Ift52, a core component of the IFT-B complex, is crucial for ciliary transport. It facilitates the movement of cargoes along the ciliary axoneme and is involved in ciliopathies [6]. Cilia are microtubule-based organelles important for many physiological processes, and Ift52-mediated ciliary transport is essential for their proper function.

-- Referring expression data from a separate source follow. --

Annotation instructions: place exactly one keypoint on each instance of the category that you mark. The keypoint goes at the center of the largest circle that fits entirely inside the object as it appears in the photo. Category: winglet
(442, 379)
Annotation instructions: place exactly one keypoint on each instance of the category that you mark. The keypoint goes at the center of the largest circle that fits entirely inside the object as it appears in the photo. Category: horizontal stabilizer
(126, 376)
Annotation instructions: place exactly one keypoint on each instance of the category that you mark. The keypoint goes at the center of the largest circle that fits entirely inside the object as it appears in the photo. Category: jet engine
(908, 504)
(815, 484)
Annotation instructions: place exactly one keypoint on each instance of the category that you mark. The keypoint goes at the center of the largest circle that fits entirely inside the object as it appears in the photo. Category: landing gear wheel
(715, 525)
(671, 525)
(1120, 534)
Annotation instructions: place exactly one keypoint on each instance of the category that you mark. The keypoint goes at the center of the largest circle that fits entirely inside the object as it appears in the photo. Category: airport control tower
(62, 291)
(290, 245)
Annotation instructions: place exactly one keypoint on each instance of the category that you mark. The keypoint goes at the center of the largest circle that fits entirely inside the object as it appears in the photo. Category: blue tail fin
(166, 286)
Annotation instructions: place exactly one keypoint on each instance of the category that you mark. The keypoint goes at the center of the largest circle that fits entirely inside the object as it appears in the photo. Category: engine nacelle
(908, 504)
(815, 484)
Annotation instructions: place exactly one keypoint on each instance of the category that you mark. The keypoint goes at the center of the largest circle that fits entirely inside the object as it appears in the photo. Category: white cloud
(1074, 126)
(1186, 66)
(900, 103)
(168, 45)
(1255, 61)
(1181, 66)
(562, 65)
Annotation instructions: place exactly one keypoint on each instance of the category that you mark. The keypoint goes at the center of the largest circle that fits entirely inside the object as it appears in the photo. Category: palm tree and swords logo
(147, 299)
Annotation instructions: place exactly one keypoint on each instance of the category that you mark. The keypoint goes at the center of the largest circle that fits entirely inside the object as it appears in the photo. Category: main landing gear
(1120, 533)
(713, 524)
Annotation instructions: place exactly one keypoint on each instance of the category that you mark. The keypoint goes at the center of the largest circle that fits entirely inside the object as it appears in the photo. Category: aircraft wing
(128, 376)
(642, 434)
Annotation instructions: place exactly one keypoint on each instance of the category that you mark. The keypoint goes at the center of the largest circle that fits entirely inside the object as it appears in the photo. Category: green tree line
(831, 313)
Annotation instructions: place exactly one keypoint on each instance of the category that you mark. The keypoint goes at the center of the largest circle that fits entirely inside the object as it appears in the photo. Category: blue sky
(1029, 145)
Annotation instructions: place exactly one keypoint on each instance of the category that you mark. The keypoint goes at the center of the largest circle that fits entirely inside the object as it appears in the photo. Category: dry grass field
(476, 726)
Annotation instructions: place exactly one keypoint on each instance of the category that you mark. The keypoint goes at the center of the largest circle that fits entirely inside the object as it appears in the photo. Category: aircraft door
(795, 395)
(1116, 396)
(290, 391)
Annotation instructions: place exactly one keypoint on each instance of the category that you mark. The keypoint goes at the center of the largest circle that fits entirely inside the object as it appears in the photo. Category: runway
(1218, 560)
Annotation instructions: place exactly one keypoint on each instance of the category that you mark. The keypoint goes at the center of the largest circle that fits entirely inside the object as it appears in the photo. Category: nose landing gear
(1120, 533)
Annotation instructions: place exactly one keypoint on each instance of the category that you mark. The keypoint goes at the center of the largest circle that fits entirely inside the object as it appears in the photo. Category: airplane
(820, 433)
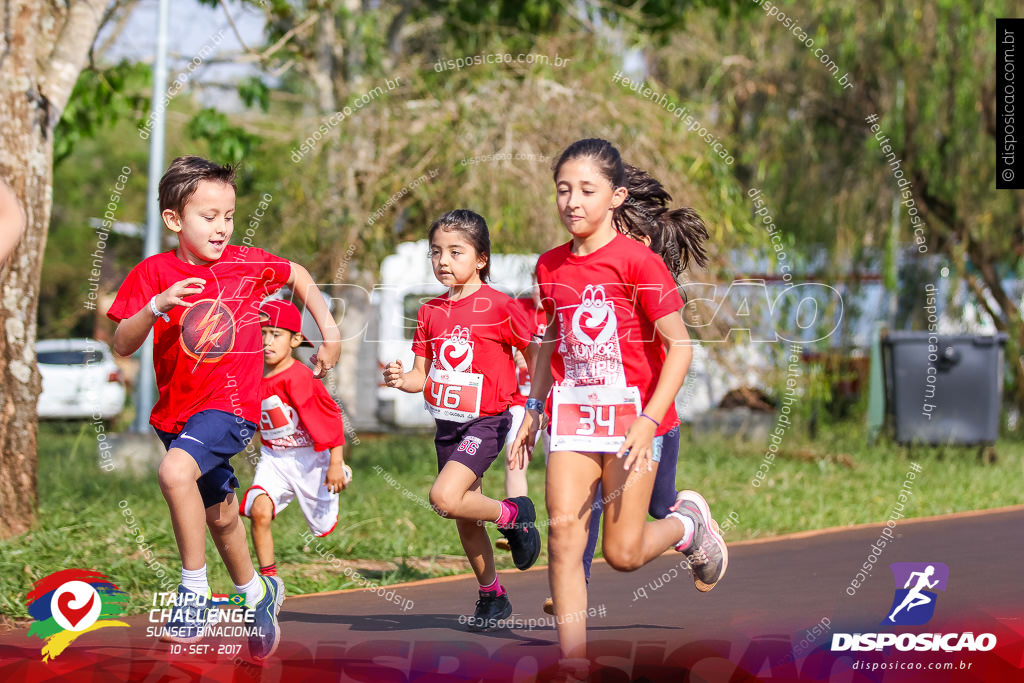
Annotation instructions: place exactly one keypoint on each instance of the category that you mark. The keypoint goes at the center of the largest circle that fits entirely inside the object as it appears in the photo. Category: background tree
(45, 46)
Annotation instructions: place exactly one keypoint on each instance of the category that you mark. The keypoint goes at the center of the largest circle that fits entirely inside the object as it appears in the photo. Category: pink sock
(494, 586)
(509, 511)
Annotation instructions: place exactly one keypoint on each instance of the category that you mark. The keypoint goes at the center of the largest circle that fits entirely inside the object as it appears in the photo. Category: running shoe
(265, 630)
(189, 616)
(524, 541)
(707, 553)
(491, 609)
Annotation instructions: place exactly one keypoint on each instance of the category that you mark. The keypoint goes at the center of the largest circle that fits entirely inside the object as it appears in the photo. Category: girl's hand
(171, 297)
(639, 445)
(393, 375)
(520, 453)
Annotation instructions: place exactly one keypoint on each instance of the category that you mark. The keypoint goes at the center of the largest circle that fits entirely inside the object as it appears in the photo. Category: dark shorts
(211, 437)
(474, 443)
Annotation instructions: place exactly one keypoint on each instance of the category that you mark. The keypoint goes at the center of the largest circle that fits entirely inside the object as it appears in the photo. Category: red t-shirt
(495, 327)
(296, 412)
(537, 322)
(606, 303)
(209, 355)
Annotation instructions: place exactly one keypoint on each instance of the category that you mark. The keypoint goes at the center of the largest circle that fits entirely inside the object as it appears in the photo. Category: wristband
(156, 311)
(656, 423)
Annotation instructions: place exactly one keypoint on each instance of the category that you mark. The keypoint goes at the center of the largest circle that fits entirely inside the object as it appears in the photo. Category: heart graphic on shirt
(594, 314)
(457, 351)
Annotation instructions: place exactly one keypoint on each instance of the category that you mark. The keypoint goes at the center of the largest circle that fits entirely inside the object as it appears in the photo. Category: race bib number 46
(453, 395)
(592, 419)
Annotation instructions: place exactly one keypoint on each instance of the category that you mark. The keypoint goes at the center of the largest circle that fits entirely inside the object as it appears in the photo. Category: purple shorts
(474, 443)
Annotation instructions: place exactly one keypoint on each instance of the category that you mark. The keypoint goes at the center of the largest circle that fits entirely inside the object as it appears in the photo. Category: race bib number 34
(592, 418)
(453, 395)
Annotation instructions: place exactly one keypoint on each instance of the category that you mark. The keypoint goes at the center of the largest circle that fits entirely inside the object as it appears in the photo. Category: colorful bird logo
(71, 602)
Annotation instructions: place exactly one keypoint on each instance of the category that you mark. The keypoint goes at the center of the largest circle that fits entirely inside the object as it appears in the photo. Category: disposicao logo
(69, 603)
(913, 604)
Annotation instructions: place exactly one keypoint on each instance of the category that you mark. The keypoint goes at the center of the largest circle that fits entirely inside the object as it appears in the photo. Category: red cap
(283, 314)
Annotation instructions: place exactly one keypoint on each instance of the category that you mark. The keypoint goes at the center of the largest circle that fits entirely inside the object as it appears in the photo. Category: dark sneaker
(707, 553)
(524, 541)
(189, 616)
(491, 608)
(265, 630)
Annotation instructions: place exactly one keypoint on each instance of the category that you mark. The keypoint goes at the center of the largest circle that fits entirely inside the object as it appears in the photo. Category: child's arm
(540, 384)
(306, 291)
(132, 331)
(335, 479)
(411, 382)
(640, 435)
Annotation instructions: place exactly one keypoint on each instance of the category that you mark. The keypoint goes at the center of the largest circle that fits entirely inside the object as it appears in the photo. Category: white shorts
(296, 474)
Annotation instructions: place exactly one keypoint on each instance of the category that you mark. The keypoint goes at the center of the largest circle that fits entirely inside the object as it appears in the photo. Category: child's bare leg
(454, 496)
(630, 541)
(515, 481)
(177, 475)
(571, 481)
(229, 537)
(261, 514)
(476, 543)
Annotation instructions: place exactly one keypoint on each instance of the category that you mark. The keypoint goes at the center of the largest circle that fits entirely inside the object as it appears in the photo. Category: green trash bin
(943, 389)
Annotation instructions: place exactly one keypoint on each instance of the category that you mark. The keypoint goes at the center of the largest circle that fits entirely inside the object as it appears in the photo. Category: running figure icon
(915, 597)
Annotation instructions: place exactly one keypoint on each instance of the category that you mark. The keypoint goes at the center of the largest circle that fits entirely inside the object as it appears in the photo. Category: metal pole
(154, 223)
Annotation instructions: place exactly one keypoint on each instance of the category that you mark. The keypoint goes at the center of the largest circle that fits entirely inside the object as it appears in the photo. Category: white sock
(254, 590)
(195, 580)
(688, 528)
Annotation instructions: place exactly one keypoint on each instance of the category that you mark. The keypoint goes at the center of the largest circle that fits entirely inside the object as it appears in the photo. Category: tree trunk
(47, 48)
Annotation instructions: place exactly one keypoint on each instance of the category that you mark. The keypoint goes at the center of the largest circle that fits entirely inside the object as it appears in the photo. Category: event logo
(69, 603)
(595, 314)
(913, 602)
(207, 330)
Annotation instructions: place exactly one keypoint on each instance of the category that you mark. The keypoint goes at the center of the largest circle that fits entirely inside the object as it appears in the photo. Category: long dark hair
(675, 235)
(472, 225)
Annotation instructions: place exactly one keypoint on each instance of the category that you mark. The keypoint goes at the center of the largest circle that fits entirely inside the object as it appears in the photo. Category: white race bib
(592, 419)
(453, 395)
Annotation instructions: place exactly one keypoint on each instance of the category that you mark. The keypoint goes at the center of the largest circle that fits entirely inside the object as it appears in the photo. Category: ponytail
(675, 235)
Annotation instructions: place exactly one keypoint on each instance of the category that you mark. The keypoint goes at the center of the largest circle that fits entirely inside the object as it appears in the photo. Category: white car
(80, 380)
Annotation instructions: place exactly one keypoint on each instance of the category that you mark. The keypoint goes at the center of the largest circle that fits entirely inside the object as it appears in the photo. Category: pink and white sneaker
(707, 553)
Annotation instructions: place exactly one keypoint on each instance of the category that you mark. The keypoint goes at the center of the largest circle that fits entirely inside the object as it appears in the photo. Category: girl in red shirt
(463, 344)
(616, 351)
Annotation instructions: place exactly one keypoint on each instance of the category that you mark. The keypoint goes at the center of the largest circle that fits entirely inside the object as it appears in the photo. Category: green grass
(835, 480)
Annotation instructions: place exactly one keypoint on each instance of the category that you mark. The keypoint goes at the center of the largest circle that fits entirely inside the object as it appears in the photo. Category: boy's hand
(338, 476)
(393, 375)
(171, 297)
(326, 357)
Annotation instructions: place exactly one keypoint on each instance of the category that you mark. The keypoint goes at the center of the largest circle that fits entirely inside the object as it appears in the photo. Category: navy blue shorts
(212, 437)
(474, 443)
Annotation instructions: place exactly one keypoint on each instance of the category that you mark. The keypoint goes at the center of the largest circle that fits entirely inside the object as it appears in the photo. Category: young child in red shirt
(302, 435)
(201, 301)
(463, 344)
(613, 357)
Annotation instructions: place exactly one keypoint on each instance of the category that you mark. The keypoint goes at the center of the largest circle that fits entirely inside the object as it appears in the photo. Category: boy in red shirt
(201, 300)
(302, 434)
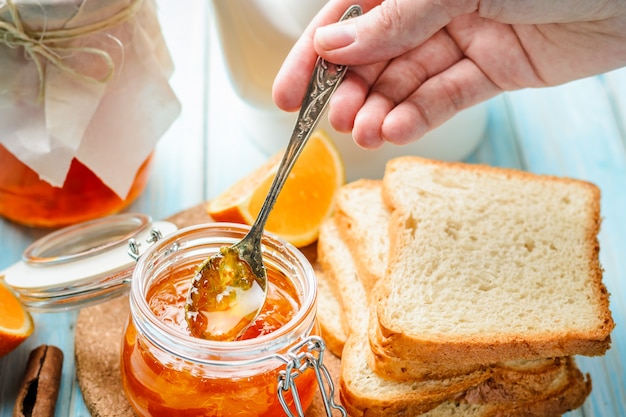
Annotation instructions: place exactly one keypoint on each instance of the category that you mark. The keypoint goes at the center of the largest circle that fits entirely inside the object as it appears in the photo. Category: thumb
(387, 30)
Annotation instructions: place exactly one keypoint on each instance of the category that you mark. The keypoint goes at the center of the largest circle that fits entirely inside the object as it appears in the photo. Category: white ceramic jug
(255, 37)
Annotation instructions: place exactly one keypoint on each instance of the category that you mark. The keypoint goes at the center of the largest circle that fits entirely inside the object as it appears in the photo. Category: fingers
(387, 29)
(414, 94)
(293, 77)
(436, 101)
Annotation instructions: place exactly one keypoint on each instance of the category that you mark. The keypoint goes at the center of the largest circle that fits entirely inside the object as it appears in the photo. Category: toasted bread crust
(390, 339)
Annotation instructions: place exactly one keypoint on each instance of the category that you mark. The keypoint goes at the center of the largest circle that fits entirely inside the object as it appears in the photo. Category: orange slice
(15, 322)
(306, 199)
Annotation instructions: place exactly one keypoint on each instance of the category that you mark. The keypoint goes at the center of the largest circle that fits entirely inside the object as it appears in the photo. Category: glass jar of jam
(84, 99)
(29, 200)
(168, 372)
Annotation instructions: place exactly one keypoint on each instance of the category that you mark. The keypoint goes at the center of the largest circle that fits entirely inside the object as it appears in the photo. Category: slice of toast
(487, 265)
(363, 220)
(365, 393)
(329, 313)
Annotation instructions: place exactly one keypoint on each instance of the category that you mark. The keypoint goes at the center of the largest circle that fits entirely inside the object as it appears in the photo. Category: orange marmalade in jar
(84, 99)
(168, 372)
(29, 200)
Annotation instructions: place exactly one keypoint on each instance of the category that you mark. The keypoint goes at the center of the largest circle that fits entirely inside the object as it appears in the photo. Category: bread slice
(336, 261)
(363, 220)
(487, 265)
(365, 393)
(329, 313)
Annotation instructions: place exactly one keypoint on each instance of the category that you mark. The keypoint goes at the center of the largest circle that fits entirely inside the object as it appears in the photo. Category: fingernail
(336, 36)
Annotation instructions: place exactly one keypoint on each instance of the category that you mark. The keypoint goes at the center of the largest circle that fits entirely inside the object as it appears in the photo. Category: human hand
(416, 63)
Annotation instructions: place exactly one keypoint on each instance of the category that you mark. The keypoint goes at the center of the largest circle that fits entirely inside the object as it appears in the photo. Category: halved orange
(306, 199)
(15, 322)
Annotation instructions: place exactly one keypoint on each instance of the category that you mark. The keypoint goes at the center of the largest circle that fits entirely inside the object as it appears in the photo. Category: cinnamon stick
(39, 390)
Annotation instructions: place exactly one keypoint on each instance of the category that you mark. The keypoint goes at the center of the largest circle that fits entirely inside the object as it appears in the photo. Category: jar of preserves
(271, 370)
(84, 98)
(27, 199)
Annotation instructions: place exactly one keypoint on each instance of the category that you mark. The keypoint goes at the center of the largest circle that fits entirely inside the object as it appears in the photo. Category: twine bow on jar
(50, 46)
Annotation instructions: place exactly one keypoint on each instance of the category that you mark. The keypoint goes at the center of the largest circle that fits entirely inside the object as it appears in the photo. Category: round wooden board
(98, 342)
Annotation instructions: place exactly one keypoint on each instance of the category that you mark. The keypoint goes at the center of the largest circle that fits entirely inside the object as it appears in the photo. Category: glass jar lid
(84, 263)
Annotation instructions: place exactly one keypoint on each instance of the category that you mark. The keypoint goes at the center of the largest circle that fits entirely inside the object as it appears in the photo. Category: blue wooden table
(576, 130)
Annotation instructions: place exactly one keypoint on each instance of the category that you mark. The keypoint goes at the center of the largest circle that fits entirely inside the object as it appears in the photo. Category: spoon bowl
(229, 289)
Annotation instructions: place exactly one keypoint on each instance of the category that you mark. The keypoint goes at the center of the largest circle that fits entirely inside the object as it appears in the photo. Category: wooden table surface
(576, 130)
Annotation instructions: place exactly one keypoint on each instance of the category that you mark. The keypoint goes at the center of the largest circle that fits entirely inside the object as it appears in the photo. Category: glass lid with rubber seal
(84, 263)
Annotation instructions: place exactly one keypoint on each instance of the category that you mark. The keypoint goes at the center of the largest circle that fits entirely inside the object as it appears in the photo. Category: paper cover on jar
(85, 79)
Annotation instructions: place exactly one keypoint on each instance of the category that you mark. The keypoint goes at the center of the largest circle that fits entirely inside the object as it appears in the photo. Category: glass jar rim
(222, 353)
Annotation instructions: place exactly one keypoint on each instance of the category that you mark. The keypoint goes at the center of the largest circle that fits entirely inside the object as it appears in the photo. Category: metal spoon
(229, 289)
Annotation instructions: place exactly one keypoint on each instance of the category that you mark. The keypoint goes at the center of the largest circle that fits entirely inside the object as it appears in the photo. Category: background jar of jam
(168, 372)
(29, 200)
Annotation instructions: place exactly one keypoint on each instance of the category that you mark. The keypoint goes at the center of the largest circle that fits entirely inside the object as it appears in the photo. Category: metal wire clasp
(307, 354)
(134, 246)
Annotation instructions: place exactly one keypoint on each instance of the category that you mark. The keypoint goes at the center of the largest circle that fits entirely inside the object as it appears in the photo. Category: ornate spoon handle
(324, 81)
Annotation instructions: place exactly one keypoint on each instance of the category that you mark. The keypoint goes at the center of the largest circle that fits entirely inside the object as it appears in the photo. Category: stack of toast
(463, 290)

In Drosophila, deletion of Ift52 leads to severe defects in sensory cilia formation and related sensory behaviors, while it is dispensable for sperm flagella formation [1]. In human studies, mutations in Ift52 are associated with various ciliopathies. For example, in a patient with syndromic ciliopathy presenting mild short-rib thoracic dysplasia (SRTD) and Liber congenital amaurosis (LCA), a homozygous missense variation in Ift52 was identified, which could disrupt cilia elongation in vitro [2]. Different missense mutations in Ift52 are also related to SRTD or congenital anomaly of kidney and urinary tract (CAKUT), with the SRTD-associated mutation impairing IFT-B complex assembly and ciliary localization [3]. In C3H10T1/2 mouse mesenchymal stem cells, depletion of Ift52 using lentiviral shRNA interference disrupted the IFT-B anterograde trafficking machinery, impaired primary ciliogenesis, and blocked osteogenic differentiation [4]. Ift52 mutant cells in a case of short-rib polydactyly syndrome (SRPS) showed reduced synthesis of key anterograde complex members and disrupted ciliogenesis [5].

In conclusion, Ift52 is essential for sensory cilia formation, neuronal sensory function, and ciliary transport. Studies using gene-knockout models in Drosophila and cell-based models in humans have revealed its role in ciliopathies such as SRTD, LCA, and SRPS, as well as its importance in osteogenic differentiation. Understanding Ift52's functions provides insights into the mechanisms of cilia-related biological processes and associated diseases.